Shea Serrano: In The Foreigner, [Jackie] Chan plays Quan, a restaurant owner whose daughter gets killed during a bombing in London, and let me stop right there and tell you why this article even exists: We have never gotten to see this version of Jackie Chan before. Never. Not ever. The closest we’ve come—and this is going to sound so dumb if you’ve not seen the movie, but the closest we’ve ever gotten is Mr. Han, his character from the 2010 remake of The Karate Kid.

Television

Mr. Robot

Alison Herman: As far as reintroductions to a show after a rocky season go, you could do far worse than Bobby Cannavale. For even the most skeptical of Mr.
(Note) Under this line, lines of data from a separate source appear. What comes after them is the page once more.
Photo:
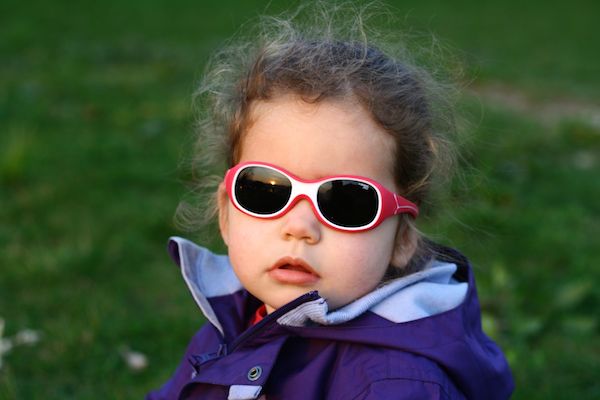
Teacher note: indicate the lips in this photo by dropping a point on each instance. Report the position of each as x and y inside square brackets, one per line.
[293, 271]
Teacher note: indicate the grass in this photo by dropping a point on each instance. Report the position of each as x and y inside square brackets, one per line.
[95, 118]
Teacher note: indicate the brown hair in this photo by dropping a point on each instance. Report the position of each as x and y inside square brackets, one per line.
[319, 60]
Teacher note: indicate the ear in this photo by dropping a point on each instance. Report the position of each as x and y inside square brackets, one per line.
[405, 245]
[223, 205]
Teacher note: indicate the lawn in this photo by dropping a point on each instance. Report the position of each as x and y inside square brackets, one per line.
[96, 118]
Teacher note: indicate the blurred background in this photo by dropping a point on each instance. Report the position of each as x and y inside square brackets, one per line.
[96, 118]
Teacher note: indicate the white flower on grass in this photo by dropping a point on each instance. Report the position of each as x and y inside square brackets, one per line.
[135, 360]
[24, 337]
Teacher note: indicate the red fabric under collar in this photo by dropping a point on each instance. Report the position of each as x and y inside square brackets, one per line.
[260, 313]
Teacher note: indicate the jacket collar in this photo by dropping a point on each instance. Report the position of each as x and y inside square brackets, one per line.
[425, 293]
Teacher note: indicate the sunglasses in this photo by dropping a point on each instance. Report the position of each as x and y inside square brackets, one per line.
[343, 202]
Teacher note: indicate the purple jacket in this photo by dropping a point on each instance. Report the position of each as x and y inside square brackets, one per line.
[418, 337]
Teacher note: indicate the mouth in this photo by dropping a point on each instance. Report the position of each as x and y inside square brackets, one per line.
[293, 271]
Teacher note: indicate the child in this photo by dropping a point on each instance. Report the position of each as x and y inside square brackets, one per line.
[328, 290]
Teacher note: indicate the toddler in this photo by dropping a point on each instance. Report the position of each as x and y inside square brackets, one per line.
[328, 290]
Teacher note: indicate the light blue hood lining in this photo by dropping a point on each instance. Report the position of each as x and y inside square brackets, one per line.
[419, 295]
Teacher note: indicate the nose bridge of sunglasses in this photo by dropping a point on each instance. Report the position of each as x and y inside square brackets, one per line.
[304, 189]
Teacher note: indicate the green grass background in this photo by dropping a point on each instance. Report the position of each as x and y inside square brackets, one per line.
[96, 116]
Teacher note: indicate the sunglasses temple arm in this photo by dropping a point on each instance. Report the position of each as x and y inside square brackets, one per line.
[405, 206]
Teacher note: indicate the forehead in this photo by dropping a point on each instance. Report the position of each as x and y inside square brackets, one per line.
[313, 140]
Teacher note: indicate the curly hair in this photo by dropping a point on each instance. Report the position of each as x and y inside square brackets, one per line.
[332, 56]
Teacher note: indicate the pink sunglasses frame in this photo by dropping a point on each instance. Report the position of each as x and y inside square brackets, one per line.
[389, 203]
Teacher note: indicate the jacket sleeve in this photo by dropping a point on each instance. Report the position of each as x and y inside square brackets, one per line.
[203, 340]
[409, 389]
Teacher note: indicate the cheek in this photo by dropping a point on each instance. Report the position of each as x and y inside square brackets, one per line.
[372, 249]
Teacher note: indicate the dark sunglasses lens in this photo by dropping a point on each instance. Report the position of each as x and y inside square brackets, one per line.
[262, 190]
[348, 203]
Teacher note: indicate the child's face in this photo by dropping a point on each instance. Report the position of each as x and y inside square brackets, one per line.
[277, 260]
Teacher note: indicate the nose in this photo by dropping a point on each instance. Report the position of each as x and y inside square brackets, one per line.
[301, 223]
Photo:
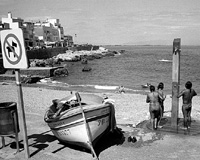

Robot cynics worn down by piled-on plot points and twists for twists’ sake, there’s a straightforward appeal in watching one of television’s most charismatically menacing actors haggle over the fine print of promotional punch cards. And after a season that tried even some die-hards’ patience by crossing the line between valuing character over plot and disregarding plot to the point of sabotaging characters, Mr. Robot could use a welcome back into its world as uncomplicated as a familiar face. When mystery comes with the promise of answers, it compels us to keep watching—but with its third chapter, Mr. Robot has to overcome the impression that it only plans to add to our confusion, never resolve it.

Mindhunter

Herman: Like Zodiac, Mindhunter is also based on a book, subtitled Inside the FBI’s Elite Serial Crime Unit and coauthored by real-life Bureau profiler John Douglas. Douglas provides the basis for protagonist Holden Ford (Jonathan Groff, in his first series lead role after HBO’s tragically short-lived Looking), an idealistic agent who becomes obsessed with criminal psychology and what he calls “sequence killers” when he’s retired from the field to teach at Quantico. Mindhunter’s basis in fact and history gives it a leg up over the sometimes absurd inventions of Criminal Minds or, memorably, textbook shark-jump Dexter.

‘Curb Your Enthusiasm’

Andrew Gruttadaro: It’s been six years since the last episode of Curb aired, and the extended hiatus has allowed us to contemplate some very important questions: Can you pause toast? Is the chat-and-cut a morally indefensible move? Are all bows one in the same? Curb returns for its ninth season with a whole new set of (probably meaningless) questions, and thank god for that.